Instance detail tabs

Each instance has three tabs:

Metadata — Name, namespace, API version, kind, creation timestamp, labels (as pill badges), and annotations.

Spec — The full spec rendered as formatted YAML. Scroll to read; no interaction required.

YAML Edit — The complete resource manifest in an editor. Make changes and click Apply to apply them to the cluster via server-side apply.

Provider CRD sections (Istio / Traefik / NGINX)

When Istio, Traefik v2/v3, or NGINX Inc is detected in your cluster, dedicated sidebar sections appear (e.g. Virtual Services, Ingress Routes, Virtual Servers).

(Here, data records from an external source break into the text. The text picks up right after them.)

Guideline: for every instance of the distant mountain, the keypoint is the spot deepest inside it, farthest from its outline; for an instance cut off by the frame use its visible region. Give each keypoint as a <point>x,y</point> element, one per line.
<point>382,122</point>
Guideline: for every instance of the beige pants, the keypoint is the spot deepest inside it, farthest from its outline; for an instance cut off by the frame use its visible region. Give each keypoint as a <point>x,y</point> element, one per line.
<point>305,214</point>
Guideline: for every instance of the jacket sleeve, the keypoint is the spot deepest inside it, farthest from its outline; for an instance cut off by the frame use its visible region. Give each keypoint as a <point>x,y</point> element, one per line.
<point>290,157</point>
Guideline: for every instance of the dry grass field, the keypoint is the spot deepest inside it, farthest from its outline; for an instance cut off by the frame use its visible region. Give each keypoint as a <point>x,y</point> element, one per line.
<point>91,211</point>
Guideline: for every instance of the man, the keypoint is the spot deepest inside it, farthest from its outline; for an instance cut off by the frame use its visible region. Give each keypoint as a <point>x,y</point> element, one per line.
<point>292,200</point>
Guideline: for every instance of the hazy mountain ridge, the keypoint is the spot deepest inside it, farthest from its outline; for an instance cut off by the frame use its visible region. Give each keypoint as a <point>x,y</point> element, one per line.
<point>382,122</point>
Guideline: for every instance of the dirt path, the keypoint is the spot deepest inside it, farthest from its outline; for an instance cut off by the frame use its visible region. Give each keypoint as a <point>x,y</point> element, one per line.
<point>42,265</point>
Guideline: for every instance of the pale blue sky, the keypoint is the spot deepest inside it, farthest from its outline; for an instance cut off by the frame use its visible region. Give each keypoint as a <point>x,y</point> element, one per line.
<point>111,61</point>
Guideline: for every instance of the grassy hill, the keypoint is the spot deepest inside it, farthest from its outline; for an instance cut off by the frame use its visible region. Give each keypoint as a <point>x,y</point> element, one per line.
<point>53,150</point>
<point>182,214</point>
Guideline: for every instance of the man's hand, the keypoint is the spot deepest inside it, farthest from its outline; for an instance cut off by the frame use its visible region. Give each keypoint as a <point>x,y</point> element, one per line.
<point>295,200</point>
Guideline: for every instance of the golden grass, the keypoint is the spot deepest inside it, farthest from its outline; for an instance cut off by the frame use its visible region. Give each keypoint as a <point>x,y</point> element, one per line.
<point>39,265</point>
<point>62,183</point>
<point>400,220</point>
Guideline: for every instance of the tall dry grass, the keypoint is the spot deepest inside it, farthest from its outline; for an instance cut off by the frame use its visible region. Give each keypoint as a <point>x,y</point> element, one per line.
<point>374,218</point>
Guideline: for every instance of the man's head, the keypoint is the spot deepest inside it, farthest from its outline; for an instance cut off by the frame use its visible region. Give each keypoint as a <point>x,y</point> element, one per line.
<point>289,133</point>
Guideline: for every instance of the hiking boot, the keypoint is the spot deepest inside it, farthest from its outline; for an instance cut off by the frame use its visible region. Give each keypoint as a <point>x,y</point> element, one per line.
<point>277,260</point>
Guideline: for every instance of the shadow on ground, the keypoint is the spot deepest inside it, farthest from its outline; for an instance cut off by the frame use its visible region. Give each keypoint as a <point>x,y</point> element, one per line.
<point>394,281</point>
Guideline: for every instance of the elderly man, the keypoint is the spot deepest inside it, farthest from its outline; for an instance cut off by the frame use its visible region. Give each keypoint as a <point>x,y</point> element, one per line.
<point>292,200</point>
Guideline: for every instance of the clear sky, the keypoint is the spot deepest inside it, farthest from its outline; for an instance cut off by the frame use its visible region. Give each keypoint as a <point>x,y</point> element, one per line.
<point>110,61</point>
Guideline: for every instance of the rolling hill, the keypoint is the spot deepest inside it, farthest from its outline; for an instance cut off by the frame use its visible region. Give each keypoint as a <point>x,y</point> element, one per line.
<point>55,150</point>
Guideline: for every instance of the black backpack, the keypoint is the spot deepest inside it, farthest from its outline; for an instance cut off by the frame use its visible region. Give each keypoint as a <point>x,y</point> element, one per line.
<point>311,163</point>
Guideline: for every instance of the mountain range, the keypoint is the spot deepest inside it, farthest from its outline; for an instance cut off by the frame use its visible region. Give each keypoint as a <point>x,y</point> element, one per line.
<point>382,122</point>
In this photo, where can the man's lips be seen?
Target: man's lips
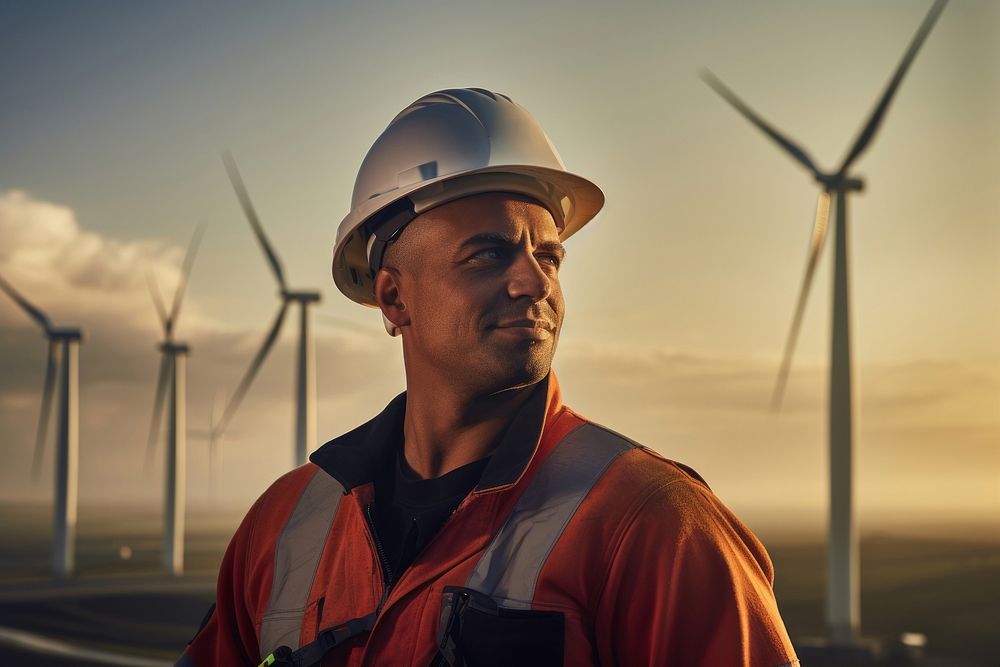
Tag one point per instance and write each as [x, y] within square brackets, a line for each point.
[527, 328]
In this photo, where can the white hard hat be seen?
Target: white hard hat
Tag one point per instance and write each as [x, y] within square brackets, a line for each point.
[450, 144]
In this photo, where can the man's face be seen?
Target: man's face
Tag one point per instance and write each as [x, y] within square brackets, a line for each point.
[479, 278]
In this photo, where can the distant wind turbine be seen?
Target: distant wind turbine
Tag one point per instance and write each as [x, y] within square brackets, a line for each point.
[843, 595]
[62, 361]
[171, 385]
[305, 383]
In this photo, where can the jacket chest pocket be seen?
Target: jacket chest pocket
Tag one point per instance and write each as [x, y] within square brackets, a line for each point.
[476, 632]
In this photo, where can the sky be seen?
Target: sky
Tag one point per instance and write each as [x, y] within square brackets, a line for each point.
[679, 294]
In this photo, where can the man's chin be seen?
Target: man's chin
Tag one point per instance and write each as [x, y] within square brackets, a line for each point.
[519, 371]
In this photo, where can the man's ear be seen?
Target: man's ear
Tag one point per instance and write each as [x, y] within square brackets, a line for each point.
[389, 299]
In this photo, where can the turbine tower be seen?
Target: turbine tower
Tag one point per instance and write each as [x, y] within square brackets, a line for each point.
[171, 385]
[62, 362]
[843, 592]
[305, 380]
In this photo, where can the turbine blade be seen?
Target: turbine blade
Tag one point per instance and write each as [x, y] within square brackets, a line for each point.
[248, 210]
[44, 416]
[154, 293]
[816, 242]
[790, 146]
[871, 127]
[185, 272]
[212, 446]
[32, 311]
[251, 372]
[154, 426]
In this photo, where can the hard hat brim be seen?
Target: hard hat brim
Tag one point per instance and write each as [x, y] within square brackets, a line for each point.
[582, 201]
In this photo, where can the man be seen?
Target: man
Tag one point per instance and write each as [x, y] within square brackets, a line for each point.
[477, 520]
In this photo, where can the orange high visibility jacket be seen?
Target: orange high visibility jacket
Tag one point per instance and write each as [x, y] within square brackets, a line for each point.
[578, 546]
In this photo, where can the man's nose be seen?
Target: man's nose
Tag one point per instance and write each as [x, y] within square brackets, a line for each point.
[528, 278]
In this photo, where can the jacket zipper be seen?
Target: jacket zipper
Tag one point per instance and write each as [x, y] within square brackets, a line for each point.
[383, 559]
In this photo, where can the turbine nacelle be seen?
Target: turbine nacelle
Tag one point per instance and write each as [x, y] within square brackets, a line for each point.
[172, 347]
[301, 297]
[840, 183]
[64, 333]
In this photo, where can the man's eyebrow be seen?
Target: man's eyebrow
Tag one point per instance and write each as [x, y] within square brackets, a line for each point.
[508, 240]
[488, 237]
[552, 246]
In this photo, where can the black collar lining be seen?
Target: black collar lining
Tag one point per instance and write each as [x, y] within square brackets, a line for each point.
[356, 457]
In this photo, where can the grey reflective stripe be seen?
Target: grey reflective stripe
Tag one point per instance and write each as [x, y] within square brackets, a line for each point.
[296, 558]
[508, 569]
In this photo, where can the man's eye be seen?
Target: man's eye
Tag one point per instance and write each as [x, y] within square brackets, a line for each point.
[488, 254]
[554, 260]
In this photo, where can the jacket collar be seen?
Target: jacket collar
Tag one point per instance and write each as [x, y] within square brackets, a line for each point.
[356, 457]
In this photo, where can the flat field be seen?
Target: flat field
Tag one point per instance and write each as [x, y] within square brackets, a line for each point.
[120, 602]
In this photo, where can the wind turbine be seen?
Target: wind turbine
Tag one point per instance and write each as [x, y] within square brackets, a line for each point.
[843, 593]
[171, 385]
[62, 361]
[305, 381]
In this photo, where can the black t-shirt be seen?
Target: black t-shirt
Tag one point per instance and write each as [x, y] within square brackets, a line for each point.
[409, 510]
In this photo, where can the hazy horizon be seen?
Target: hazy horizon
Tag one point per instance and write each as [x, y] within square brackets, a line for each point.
[679, 294]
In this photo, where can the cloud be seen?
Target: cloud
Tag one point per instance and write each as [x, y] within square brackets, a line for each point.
[79, 277]
[921, 425]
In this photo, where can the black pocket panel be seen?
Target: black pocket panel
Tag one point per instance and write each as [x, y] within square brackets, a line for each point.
[511, 637]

These use the same generic list + detail layout as the CRD Browser, with an additional Summary column showing the most relevant field at a glance:

Section	Summary column
Virtual Services	Total HTTP + TCP route count
Destination Rules	Host
Gateways	Server count
Service Entries	Location (MESH_INTERNAL / MESH_EXTERNAL)
Peer Authentication	mTLS mode
IngressRoutes (Traefik)	Entry points
Middlewares	Type
Virtual Servers (NGINX)	Host

Auto-Updater

Podscape checks for new releases automatically in the background using the built-in Electron auto-updater. No manual download or re-installation is required.

How update checks work

On startup, Podscape queries the GitHub Releases feed for the repository. If a newer version is available, a banner appears at the very top of the application window. The check runs once per launch; there is no periodic polling during the session.

The UpdateBanner flow

The banner progresses through three states:

1. Available (blue banner)

Podscape <version> is available. [Download] [×]

A Download button starts the background download immediately. You can dismiss the banner with the × button and continue working; the download does not happen unless you explicitly click Download.

2. Downloading (blue banner with progress bar)

Downloading update… 47%

A progress bar fills as the update package downloads. The banner cannot be dismissed during this state.

3. Ready to install (green banner)

Podscape <version> is ready to install. [Restart & Install]

Click Restart & Install to quit Podscape, apply the update, and relaunch. If you dismissed the “available” notice earlier, the banner re-appears automatically when the download completes — you will always see this final prompt before the install.

If the update check or download fails, an amber error banner appears with the failure reason. You can dismiss it and continue using the current version.

Supported platforms

Automatic updates are supported on macOS and Windows. Linux users receive a notification but must download and install the new package manually from the GitHub Releases page.